Kendall talked about being inspired by strata showing us a detailed contour map and then describing the challenge of working from line to plane, AND doing this within the context of architecture  very often all about the grid.  Her stratum structures are individual planes with the edges indicating line and the cables referencing the grid - a wonderful way of combining all the elements to create unity.

  She prefers to work in white, describing herself as chromophobic!! But with such textures created by the layers of fabric and light, there is no need for color -  the artistic vision is fully realized without it.

Much to inspire, and much to be in awe of - not the least being the incredibly complicated details of designing, fabricating and mounting such structures.  Fascinating the fact that she has dealt with some of the same design inspirations as I have been interested in: inside vs outside (are we looking in, or are we looking out) and as I've seen students in my workshops tackle:  Elaine - remember your fungi??

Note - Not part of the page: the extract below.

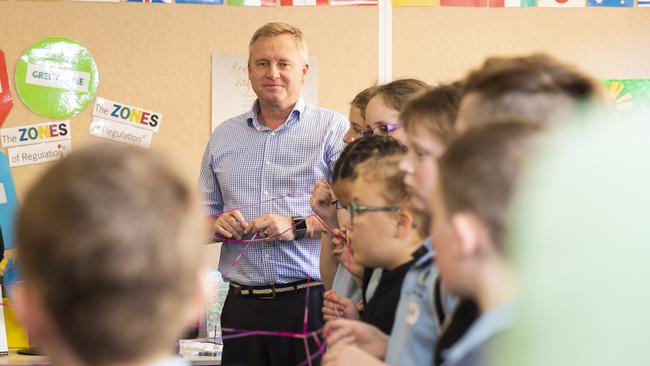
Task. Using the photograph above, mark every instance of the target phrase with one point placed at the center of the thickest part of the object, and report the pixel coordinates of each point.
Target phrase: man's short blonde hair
(277, 29)
(109, 241)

So - if you have a chance - do check out the lectures at your local art school - and, if you have been, thanks for reading!   All comments will be thoroughly read and enjoyed!!  Please do not restrain yourselves!!
PS - I'm looking forward to my workshop on Cape Cod in October (see side bar for details and contact info) - we're going  to do a little dyeing, and then explore abstract art.  Lots of designing, lots of one on one - you can make one quilt and finish it, get two pinned together, or work on designs!


Georgina said...

Great post, giving me the butt kick to get out more and see what my local gallery is doing. I love the idea of having to crawl to view a work. I recently saw an Anthony Gormley large sculpture of a cubic human form. Inside the space changed in angle and dimension and was very dark. DH and I crawled and climbed around like kids, in near to full darkness. It was amazing to me that even in darkness, other participants maintained social distance from each other, without fail!! We Brits are very polite!!

Nina Marie said...

Thanks for the reminder to check out the lecture and movies schedules of the local universities here - we're lucky - we have 5 all within a half hour of us and there is always something interesting (and cheapie) going on. Ohhh and btw - my husband who tends to work on a lot of metal roofs at the universities says that his crews love early spring and early fall - that's when all the short skirted "yummy-britches" come out. I call him a dirty old man - but it reminds me of my shirt skirt days (hmmm now that Tessa will be in college in a couple of year - he might not find the joke so funny - LOL)

Jackie said...

Hearing an artist speak or reading an artist's biography or seeing really new work stretches my mind and ignites my imagination!